Не забывали в районе и о шефской работе. Бауманцы шефствовали над Красной Армией и над деревней. Но не только. Однажды меня вызвал Н. В. Марголин и познакомил с находившейся в его кабинете группой комсомольцев. Ребята просили выделить под стрелковый тир какое-нибудь здание. Райком ВКП(б) наметил передать им бывшую церковь. Отпустит ли райфо средства на оборудование?! Я согласился. Вскоре закипела работа, и в пустовавшем помещении был создан первый в СССР «Клуб ворошиловских стрелков». Через два года в районе имелось уже 33 тысячи таких стрелков. Целая армия! Обучать молодежь навыкам военного дела помогали наши подшефные соединения и части.
Наши подшефные колхозы находились в юго-восточной части Московской области. Предприятия посылали туда рабочих, специалистов и даже целые ремонтные бригады. На весеннем севе в 1934 году в колхозе работал 281 коммунист из нашего района. 280 человек выехали на уборочную кампанию. Кроме того, 407 счетоводов и 100 бухгалтеров были посланы для налаживания колхозной отчетности, а свыше трех тысяч человек проводили массово-политическую работу.
Вскоре поехал в деревню и я. За последние четыре года в области произошли большие перемены. Распахали 400 тысяч гектаров целины. Еще в 1930 году до 4 тысяч хозяйств Московской области имели дело с сохой. Я не оговорился: не с плугом, а с сохой. Теперь же повсюду тарахтели тракторы. Поезд вез меня в Туму — небольшой городок (ныне в Рязанской области), расположенный недалеко от есенинских мест. Оттуда бауманцам поставляли кроликов, так как при карточной системе снабжения продуктами, отмененной только 1 января 1935 года, это было хорошим подспорьем. Почти каждое наше учреждение и предприятие имело свое подсобное хозяйство, причем кролиководство было особенно популярным.
Моим попутчиком был возвращавшийся из Москвы местный агроном. Нам с ним поручалось организовать проверку наличия и качества семян, а затем заняться подготовкой к посадке картофеля. Почти всю дорогу агроном читал мне дореволюционные стихи местных поэтов, посвященные родным местам, а потом подарил листок с одним из них на память:
Мартовская ростепель, ритмичное перестукивание колес и провинциальные элегии навеяли лирическое, мечтательное настроение. Оно сразу сменилось другим, когда мы сошли в Туме с поезда и попали на митинг, созванный по случаю прибытия москвичей.

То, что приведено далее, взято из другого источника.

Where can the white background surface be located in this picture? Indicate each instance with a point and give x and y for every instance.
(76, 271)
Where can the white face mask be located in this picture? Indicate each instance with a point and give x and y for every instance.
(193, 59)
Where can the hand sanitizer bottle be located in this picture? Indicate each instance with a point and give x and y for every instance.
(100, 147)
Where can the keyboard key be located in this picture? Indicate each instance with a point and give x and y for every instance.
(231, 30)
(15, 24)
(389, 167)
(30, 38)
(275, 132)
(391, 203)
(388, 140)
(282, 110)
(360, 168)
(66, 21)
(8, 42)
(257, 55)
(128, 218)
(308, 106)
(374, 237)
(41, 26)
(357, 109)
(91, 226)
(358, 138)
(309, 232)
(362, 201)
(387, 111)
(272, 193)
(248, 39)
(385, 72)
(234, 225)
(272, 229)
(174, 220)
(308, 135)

Под бурное одобрение местных жителей член агитбригады работница одной из наших фабрик лихо выводила частушки, подстукивая каблучками:
…Собрав данные о наличии семян, мы с агрономом организовали лабораторию по проверке их всхожести. В Москве ждали неотложные дела, и я уехал сразу же после пробных посевов. Когда я через десять дней вернулся в Туму, меня встретила печальная весть. Сеяли мы в неотапливаемом помещении, рассчитывая на пригревавшее солнце. Появились обильные всходы, но внезапно ударили заморозки и посевы погибли. Тогда мы перенесли свою примитивную лабораторию в теплое здание и повторили эксперимент. На сей раз результаты были хорошими. Сложнее оказалось с картофелем — его не хватало. Пришлось ехать в Москву. Вопрос обсуждался на заседании бюро райкома. Решили взять со складов и передать деревне 30 тонн товарного картофеля. На свой страх и риск я объявил колхозницам, что за каждый день посадки работающий на ней получит по килограмму картошки. Тут дело закипело. Посадили картофель за два дня.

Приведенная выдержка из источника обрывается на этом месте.